Sleeping off misanthropy in a year-long, pill-induced nap
Hello my dearest book people!
Another Tuesday means another Mad Cool Book recommendation from your book-obsessed friend! This week I'm gushing about an explosive literary hit My Year of Rest and Relaxation by Ottessa Moshfegh. In this book, the main character decides to sleep for a year in order to cure her lingering disinterest in the world and misanthropy. It will blow you mind!!
Ottessa Moshfegh: My Year of Rest and Relaxation
290 pages/7 hrs and 14 mins of audiobook time
Keywords: pills, misanthropy, insane psychiatrist
Snapshot: To reinvent herself a young woman decides to take a year-long nap, enlisting the help of an in-fucking-sane psychiatrist.
Why I think you need this book: At a maximum volume, this provocative book provides a peek into a Manhattan life which is devoid of any substance.
Non-Spoiler Book Talk
The unnamed main character of My Year of Rest and Relaxation is a 24-year-old woman who decides to take a year off from life and spend it sleeping. The idea is that at the end of it she will emerge reinvented, a new person capable of interest in life and people.
Our main character has everything. She is drop-dead gorgeous, comes from money, has a degree in art history from Columbia, and lives in a pretty apartment on the Upper East Side. Yet there is very little that makes her interested in being awake besides Whoopi Goldberg's movies she likes to watch on her VHS (The book is set in 2000). The main character's life is full of terribly superficial relationships with terrible people, and if we're being honest she is pretty terrible herself.
The main character's now deceased parents were terrible--cold, distant, and alcoholic; her best friend, a bulimic social climber is sooo terrible; her on-and-off Wall Street banker boyfriend will make you scream how terrible he is, and her former boss, a Chelsea gallery owner, shows truly terrible art. But by far the worst is the main character's psychiatrist who readily prescribes her insane amounts of sleeping pills in combinations that are least likely to trigger the attention of insurance companies.
Soon, the main character dives into a pill-induced sleep. We follow her sparse waking hours which are filled with bodega trips for coffee, hours in front of TV, and vapid conversations with her best friend. But as she starts to mix her pills like a crazy DJ, adding ever harder drugs to the mix, she starts to live an alternative life while asleep. When she wakes up, she has no recollection of buying a fur coat that hangs in her closet, getting depilated, or attending an art party, the polaroids of which surround her. In her sleep, she's even capable of showing compassion to her best friend whose mother is dying of cancer. The main character starts to live a life, she perhaps wishes she could live awake.

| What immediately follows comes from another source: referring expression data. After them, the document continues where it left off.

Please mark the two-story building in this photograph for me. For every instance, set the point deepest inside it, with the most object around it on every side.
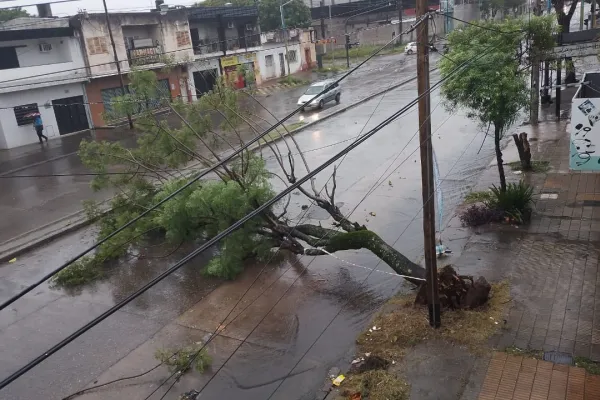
(225, 41)
(143, 40)
(42, 70)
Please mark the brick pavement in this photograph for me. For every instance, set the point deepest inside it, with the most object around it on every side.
(518, 378)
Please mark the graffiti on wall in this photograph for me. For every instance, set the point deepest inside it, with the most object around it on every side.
(585, 135)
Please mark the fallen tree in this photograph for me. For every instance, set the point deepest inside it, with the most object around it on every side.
(155, 169)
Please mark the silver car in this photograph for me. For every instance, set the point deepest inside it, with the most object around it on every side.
(334, 92)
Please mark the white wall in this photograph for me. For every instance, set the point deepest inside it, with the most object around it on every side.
(37, 67)
(277, 48)
(12, 135)
(165, 26)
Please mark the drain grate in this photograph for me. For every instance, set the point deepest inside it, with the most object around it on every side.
(558, 358)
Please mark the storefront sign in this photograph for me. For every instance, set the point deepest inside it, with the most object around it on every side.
(229, 61)
(585, 135)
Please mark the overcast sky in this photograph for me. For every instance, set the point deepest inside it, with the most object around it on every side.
(71, 8)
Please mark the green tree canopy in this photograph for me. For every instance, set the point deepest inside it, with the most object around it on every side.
(7, 15)
(493, 87)
(296, 13)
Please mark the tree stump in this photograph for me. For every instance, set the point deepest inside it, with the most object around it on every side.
(457, 291)
(524, 150)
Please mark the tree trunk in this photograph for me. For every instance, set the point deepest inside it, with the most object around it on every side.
(497, 136)
(369, 240)
(524, 150)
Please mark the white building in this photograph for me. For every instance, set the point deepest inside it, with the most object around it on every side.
(42, 70)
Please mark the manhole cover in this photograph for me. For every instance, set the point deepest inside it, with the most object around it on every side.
(558, 357)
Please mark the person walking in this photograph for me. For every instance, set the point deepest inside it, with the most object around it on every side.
(39, 128)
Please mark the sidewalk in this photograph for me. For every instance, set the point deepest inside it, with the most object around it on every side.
(39, 209)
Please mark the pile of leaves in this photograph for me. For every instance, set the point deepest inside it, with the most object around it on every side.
(513, 205)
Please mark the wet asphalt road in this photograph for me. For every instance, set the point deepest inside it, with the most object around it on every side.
(28, 203)
(185, 307)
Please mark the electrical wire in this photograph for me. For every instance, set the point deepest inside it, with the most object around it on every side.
(191, 361)
(191, 182)
(372, 270)
(211, 242)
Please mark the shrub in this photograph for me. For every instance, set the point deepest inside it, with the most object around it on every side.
(181, 360)
(480, 214)
(515, 202)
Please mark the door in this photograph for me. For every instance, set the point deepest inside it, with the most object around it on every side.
(282, 63)
(204, 81)
(270, 65)
(70, 114)
(307, 58)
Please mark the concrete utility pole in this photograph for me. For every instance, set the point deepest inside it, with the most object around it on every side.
(400, 6)
(287, 58)
(323, 18)
(428, 189)
(535, 79)
(112, 42)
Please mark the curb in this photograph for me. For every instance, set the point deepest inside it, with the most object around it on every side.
(72, 222)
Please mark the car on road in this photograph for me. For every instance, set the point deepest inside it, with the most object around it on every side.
(410, 48)
(331, 91)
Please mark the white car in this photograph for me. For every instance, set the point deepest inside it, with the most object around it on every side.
(410, 48)
(334, 92)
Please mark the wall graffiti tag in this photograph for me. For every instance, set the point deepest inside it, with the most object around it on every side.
(585, 135)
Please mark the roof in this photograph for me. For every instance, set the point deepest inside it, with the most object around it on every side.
(204, 13)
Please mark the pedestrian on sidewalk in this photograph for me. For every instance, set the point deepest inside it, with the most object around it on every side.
(39, 127)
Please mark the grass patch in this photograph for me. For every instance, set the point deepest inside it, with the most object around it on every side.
(590, 366)
(292, 80)
(405, 325)
(536, 166)
(376, 385)
(478, 197)
(527, 353)
(408, 325)
(185, 358)
(82, 271)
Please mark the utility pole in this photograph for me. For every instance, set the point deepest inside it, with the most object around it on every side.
(535, 78)
(323, 19)
(112, 42)
(285, 34)
(428, 188)
(400, 5)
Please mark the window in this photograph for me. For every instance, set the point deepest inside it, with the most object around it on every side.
(97, 45)
(8, 58)
(269, 61)
(292, 56)
(183, 38)
(23, 113)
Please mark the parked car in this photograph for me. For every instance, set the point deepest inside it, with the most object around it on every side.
(410, 48)
(332, 92)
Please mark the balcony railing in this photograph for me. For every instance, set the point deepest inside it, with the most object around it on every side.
(208, 46)
(144, 56)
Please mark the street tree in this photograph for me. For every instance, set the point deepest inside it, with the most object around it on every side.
(493, 89)
(157, 167)
(8, 14)
(296, 13)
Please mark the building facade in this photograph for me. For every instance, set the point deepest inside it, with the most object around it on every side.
(148, 41)
(42, 71)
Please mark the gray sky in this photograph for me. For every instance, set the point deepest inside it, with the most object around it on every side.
(71, 8)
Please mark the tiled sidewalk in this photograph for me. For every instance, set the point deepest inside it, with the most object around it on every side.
(519, 378)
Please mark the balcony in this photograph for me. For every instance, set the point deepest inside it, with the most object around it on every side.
(236, 45)
(144, 56)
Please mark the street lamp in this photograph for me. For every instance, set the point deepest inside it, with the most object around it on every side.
(346, 29)
(285, 34)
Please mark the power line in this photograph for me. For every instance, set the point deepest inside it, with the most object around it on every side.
(191, 361)
(211, 242)
(191, 182)
(429, 199)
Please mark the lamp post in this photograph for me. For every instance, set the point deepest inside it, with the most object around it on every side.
(348, 35)
(285, 34)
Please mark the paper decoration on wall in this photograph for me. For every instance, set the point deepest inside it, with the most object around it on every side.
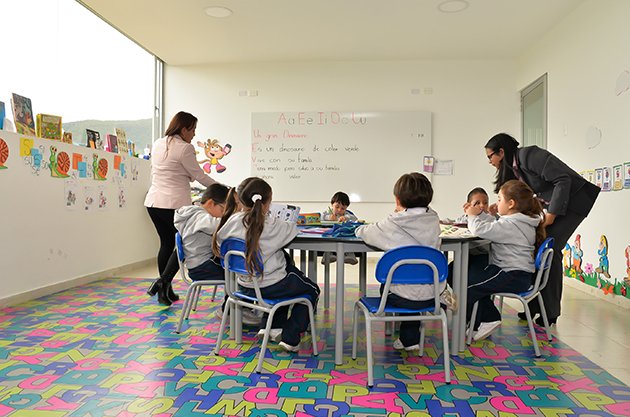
(59, 164)
(4, 153)
(607, 179)
(71, 192)
(214, 153)
(99, 168)
(618, 177)
(102, 198)
(623, 83)
(89, 198)
(427, 164)
(593, 137)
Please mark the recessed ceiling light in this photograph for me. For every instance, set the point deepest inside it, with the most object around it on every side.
(218, 11)
(453, 6)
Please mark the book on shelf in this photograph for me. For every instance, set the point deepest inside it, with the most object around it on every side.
(23, 115)
(48, 126)
(93, 139)
(67, 137)
(112, 143)
(122, 141)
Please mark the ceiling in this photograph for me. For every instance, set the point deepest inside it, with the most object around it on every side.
(180, 33)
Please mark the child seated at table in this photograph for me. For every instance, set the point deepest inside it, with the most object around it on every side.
(412, 223)
(338, 211)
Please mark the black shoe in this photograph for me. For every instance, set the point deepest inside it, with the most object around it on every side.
(171, 294)
(541, 323)
(522, 315)
(153, 288)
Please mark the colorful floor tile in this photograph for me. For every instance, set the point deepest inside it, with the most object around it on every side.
(106, 349)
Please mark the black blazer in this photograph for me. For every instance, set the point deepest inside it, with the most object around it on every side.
(552, 180)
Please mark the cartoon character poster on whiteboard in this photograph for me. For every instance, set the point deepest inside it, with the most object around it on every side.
(214, 153)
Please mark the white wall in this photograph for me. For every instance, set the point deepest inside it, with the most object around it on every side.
(584, 56)
(471, 101)
(46, 246)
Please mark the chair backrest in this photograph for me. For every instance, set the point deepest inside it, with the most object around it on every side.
(544, 257)
(233, 259)
(181, 257)
(408, 273)
(411, 265)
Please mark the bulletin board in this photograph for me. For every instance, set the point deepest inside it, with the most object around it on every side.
(308, 156)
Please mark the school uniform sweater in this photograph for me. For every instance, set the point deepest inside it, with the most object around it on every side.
(275, 236)
(414, 226)
(513, 238)
(196, 226)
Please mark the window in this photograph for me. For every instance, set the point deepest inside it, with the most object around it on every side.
(71, 63)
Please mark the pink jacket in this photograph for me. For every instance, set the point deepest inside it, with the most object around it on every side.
(172, 173)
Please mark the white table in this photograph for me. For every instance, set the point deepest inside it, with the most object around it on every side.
(314, 243)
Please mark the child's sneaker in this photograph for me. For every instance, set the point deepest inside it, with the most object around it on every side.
(289, 348)
(399, 346)
(485, 329)
(275, 335)
(449, 299)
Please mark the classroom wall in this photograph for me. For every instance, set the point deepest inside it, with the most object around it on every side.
(470, 101)
(47, 246)
(587, 58)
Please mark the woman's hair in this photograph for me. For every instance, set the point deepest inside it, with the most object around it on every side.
(340, 197)
(509, 146)
(526, 203)
(215, 192)
(413, 190)
(180, 121)
(476, 190)
(253, 193)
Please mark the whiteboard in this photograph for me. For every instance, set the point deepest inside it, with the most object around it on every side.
(308, 156)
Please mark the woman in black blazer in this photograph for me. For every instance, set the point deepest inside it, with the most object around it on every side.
(567, 197)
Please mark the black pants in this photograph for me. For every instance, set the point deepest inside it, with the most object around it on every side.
(484, 280)
(409, 332)
(294, 284)
(561, 230)
(167, 257)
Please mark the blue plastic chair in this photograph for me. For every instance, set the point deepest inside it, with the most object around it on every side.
(233, 260)
(194, 287)
(404, 265)
(544, 257)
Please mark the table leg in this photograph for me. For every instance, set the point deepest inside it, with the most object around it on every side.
(457, 289)
(463, 296)
(339, 306)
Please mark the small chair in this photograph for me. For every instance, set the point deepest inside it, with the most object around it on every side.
(233, 260)
(194, 287)
(543, 261)
(404, 265)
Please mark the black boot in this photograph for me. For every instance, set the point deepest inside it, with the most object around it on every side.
(171, 294)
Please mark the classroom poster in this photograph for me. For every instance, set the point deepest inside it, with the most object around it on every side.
(71, 191)
(618, 177)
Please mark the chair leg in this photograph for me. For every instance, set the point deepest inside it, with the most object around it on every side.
(311, 313)
(185, 310)
(228, 304)
(447, 352)
(355, 330)
(530, 324)
(543, 313)
(473, 318)
(370, 360)
(263, 347)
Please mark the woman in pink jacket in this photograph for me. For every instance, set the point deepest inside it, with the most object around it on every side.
(173, 167)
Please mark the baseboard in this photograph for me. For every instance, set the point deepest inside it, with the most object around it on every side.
(71, 283)
(596, 292)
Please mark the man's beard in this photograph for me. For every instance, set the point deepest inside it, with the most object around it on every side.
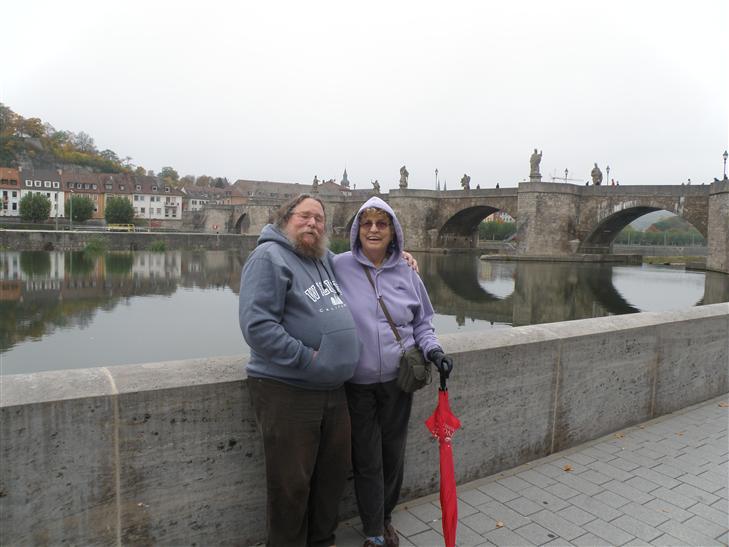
(315, 249)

Despite all this terribleness, this book is excellent! The main character is fascinating, and her descend into a pill-induced year-long sleep is nothing like I've read about before.
Totally outlandish, weird, and out-loud bold, this novel will keep you turning the pages until the very end (which BTW is totally worth it). My prediction is you will read it in one sitting.
Cool fact about Ottessa Moshfegh
My Year of Rest and Relaxation isn't the first Moshfegh's novel to feature an unlikeable female character. In her debut novel Eileen, the main character is an unloved 24-year-old who smells and works in a boys' correctional facility. In an interview, Moshfegh called out the sexism of the debate over the likability of female characters and said she despised how much people dwell on the fact that her female characters are not nice or nurturing, but you know, human.
Hi Kat!
We've been watching your work. Nice post!